From: Jan Kara <jack@suse.cz>
Subject: Re: ftruncate-mmap: pages are lost after writing to mmaped file.
Date: Tue, 24 Mar 2009 13:55:11 +0100
Message-ID: <20090324125510.GA9434@duck.suse.cz>
References: <604427e00903181244w360c5519k9179d5c3e5cd6ab3@mail.gmail.com> <200903200248.22623.nickpiggin@yahoo.com.au> <20090319164638.GB3899@duck.suse.cz> <200903241844.22851.nickpiggin@yahoo.com.au> <20090324123935.GD23439@duck.suse.cz>
Mime-Version: 1.0
Content-Type: text/plain; charset=us-ascii
Cc: "Martin J. Bligh" <mbligh@mbligh.org>, linux-ext4@vger.kernel.org,
	Ying Han <yinghan@google.com>,
	Linus Torvalds <torvalds@linux-foundation.org>,
	Andrew Morton <akpm@linux-foundation.org>,
	linux-kernel <linux-kernel@vger.kernel.org>,
	linux-mm <linux-mm@kvack.org>, guichaz@gmail.com,
	Alex Khesin <alexk@google.com>,
	Mike Waychison <mikew@google.com>,
	Rohit Seth <rohitseth@google.com>,
	Peter Zijlstra <a.p.zijlstra@chello.nl>
To: Nick Piggin <nickpiggin@yahoo.com.au>
Content-Disposition: inline
In-Reply-To: <20090324123935.GD23439@duck.suse.cz>
Sender: linux-ext4-owner@vger.kernel.org

On Tue 24-03-09 13:39:36, Jan Kara wrote:
>   Hi,
> 
> On Tue 24-03-09 18:44:21, Nick Piggin wrote:
> > On Friday 20 March 2009 03:46:39 Jan Kara wrote:
> > > On Fri 20-03-09 02:48:21, Nick Piggin wrote:
> > 
> > > > Holding mapping->private_lock over the __set_page_dirty should
> > > > fix it, although I guess you'd want to release it before calling
> > > > __mark_inode_dirty so as not to put inode_lock under there. I
> > > > have a patch for this if it sounds reasonable.
> > >
> > >   Yes, that seems to be a bug - the function actually looked suspitious to
> > > me yesterday but I somehow convinced myself that it's fine.

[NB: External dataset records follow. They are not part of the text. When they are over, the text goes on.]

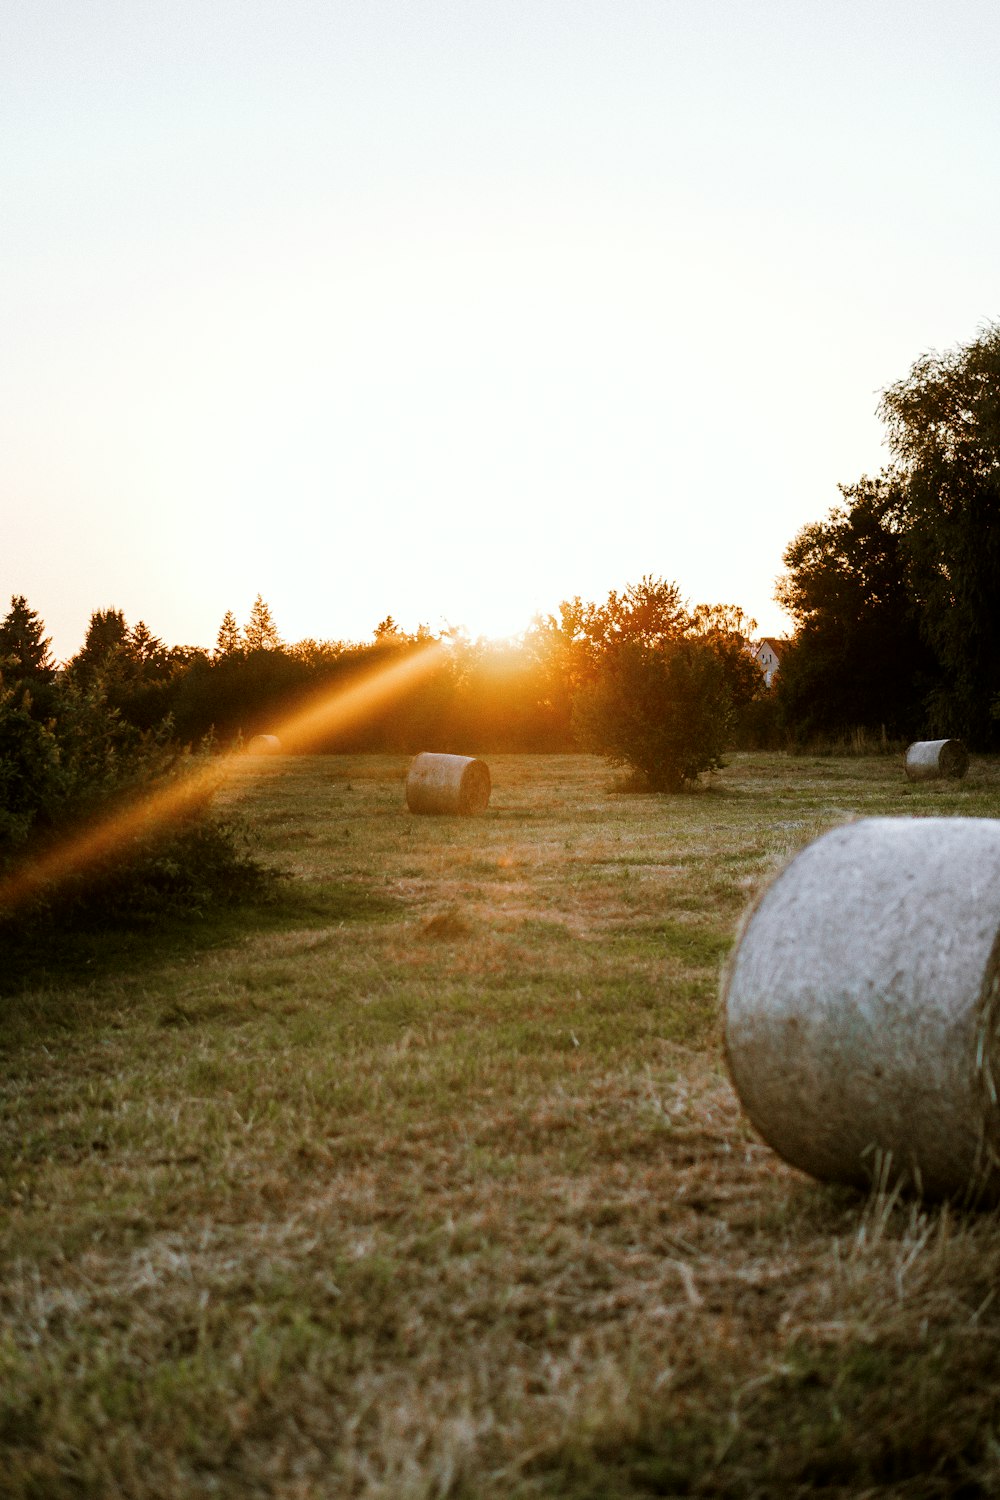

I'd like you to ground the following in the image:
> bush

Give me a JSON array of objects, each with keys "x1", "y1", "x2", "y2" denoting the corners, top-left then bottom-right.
[
  {"x1": 0, "y1": 674, "x2": 277, "y2": 929},
  {"x1": 572, "y1": 637, "x2": 733, "y2": 791}
]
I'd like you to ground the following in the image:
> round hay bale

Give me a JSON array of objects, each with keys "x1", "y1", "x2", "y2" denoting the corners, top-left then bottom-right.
[
  {"x1": 905, "y1": 738, "x2": 968, "y2": 781},
  {"x1": 405, "y1": 752, "x2": 491, "y2": 816},
  {"x1": 247, "y1": 734, "x2": 282, "y2": 755},
  {"x1": 723, "y1": 817, "x2": 1000, "y2": 1204}
]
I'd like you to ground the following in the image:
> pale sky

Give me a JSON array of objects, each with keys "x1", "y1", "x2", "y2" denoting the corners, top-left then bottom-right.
[{"x1": 3, "y1": 0, "x2": 998, "y2": 661}]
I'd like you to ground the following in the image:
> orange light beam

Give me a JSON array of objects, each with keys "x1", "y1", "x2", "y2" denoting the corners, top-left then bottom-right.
[
  {"x1": 0, "y1": 640, "x2": 445, "y2": 918},
  {"x1": 273, "y1": 640, "x2": 443, "y2": 754},
  {"x1": 0, "y1": 760, "x2": 224, "y2": 916}
]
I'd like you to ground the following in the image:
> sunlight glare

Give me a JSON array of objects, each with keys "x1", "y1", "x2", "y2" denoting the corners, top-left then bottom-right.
[{"x1": 0, "y1": 640, "x2": 445, "y2": 918}]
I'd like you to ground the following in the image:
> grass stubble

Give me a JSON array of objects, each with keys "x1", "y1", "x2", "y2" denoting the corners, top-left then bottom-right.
[{"x1": 3, "y1": 753, "x2": 1000, "y2": 1497}]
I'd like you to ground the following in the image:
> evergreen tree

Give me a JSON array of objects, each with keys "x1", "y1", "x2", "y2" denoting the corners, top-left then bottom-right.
[
  {"x1": 0, "y1": 596, "x2": 55, "y2": 682},
  {"x1": 70, "y1": 609, "x2": 129, "y2": 681},
  {"x1": 215, "y1": 610, "x2": 243, "y2": 657},
  {"x1": 244, "y1": 595, "x2": 281, "y2": 652},
  {"x1": 128, "y1": 621, "x2": 167, "y2": 668}
]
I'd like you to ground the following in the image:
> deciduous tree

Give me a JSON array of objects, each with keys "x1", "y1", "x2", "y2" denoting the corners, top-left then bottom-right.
[
  {"x1": 878, "y1": 322, "x2": 1000, "y2": 741},
  {"x1": 774, "y1": 474, "x2": 932, "y2": 738},
  {"x1": 573, "y1": 636, "x2": 732, "y2": 791}
]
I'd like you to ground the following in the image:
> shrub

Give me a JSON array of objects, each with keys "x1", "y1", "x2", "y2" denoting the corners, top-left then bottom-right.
[
  {"x1": 572, "y1": 636, "x2": 733, "y2": 791},
  {"x1": 0, "y1": 674, "x2": 277, "y2": 929}
]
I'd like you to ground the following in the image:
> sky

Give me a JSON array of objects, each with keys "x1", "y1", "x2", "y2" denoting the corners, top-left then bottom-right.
[{"x1": 3, "y1": 0, "x2": 999, "y2": 661}]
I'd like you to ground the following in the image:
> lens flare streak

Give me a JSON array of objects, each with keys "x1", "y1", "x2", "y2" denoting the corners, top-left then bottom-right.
[{"x1": 0, "y1": 641, "x2": 444, "y2": 917}]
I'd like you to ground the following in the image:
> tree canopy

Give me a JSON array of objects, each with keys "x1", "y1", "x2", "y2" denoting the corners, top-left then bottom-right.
[
  {"x1": 774, "y1": 475, "x2": 932, "y2": 738},
  {"x1": 878, "y1": 322, "x2": 1000, "y2": 741},
  {"x1": 775, "y1": 321, "x2": 1000, "y2": 746},
  {"x1": 567, "y1": 576, "x2": 757, "y2": 789},
  {"x1": 0, "y1": 595, "x2": 55, "y2": 693}
]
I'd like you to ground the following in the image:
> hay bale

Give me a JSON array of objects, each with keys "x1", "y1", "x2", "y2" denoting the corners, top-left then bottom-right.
[
  {"x1": 904, "y1": 738, "x2": 968, "y2": 781},
  {"x1": 247, "y1": 734, "x2": 282, "y2": 755},
  {"x1": 723, "y1": 817, "x2": 1000, "y2": 1204},
  {"x1": 405, "y1": 752, "x2": 491, "y2": 815}
]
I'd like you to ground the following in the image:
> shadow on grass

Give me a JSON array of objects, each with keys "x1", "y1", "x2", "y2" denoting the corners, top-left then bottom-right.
[
  {"x1": 518, "y1": 1326, "x2": 1000, "y2": 1499},
  {"x1": 0, "y1": 879, "x2": 402, "y2": 1004}
]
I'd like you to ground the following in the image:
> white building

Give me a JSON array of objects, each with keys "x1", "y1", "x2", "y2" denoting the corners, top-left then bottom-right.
[{"x1": 752, "y1": 637, "x2": 785, "y2": 688}]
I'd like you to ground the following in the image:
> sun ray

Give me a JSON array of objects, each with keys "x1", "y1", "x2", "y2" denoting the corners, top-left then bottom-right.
[{"x1": 0, "y1": 639, "x2": 445, "y2": 918}]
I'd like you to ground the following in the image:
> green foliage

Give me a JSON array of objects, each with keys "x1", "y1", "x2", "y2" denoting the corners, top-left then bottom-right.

Probably
> > > because fsx-linux is single-threaded.
> > 
> > 
> > After a whole lot of chasing my own tail in the VM and buffer layers,
> > I think it is a problem in ext2 (and I haven't been able to reproduce
> > with ext3 yet, which might lend weight to that, although as we have
> > seen, it is very timing dependent).
> > 
> > That would be slightly unfortunate because we still have Jan's ext3
> > problem, and also another reported problem of corruption on ext3 (on
> > brd driver).
> > 
> > Anyway, when I have reproduced the problem with the test case, the
> > "lost" writes are all reported to be holes. Unfortunately, that doesn't
> > point straight to the filesystem, because ext2 allocates blocks in this
> > case at writeout time, so if dirty bits are getting lost, then it would
> > be normal to see holes.
> > 
> > I then put in a whole lot of extra infrastructure to track metadata about
> > each struct page (when it was last written out, when it last had the number
> > of writable ptes reach 0, when the dirty bits were last cleared etc). And
> > none of the normal asertions were triggering: eg. when any page is removed
> > from pagecache (except truncates), it has always had all its buffers
> > written out *after* all ptes were made readonly or unmapped. Lots of other
> > tests and crap like that.
>   I see we're going the same way ;)
> 
> > So I tried what I should have done to start with and did an e2fsck after
> > seeing corruption. Yes, it comes up with errors. Now that is unusual
> > because that should be largely insulated from the vm: if a dirty bit gets
> > lost, then the filesystem image should be quite happy and error-free with
> > a hole or unwritten data there.
>   This is different for me. I see no corruption on the filesystem with
> ext3. Anyway, errors from fsck would be useful to see what kind of
> corruption you saw.
> 
> > I don't know ext? locking very well, except that it looks pretty overly
> > complex and crufty.
> > 
> > Usually, blocks are instantiated by write(2), under i_mutex, serialising
> > the allocator somewhat. mmap-write blocks are instantiated at writeout
> > time, unserialised. I moved truncate_mutex to cover the entire get_blocks
> > function, and can no longer trigger the problem. Might be a timing issue
> > though -- Ying, can you try this and see if you can still reproduce?
> > 
> > I close my eyes and pick something out of a hat. a686cd89. Search for XXX.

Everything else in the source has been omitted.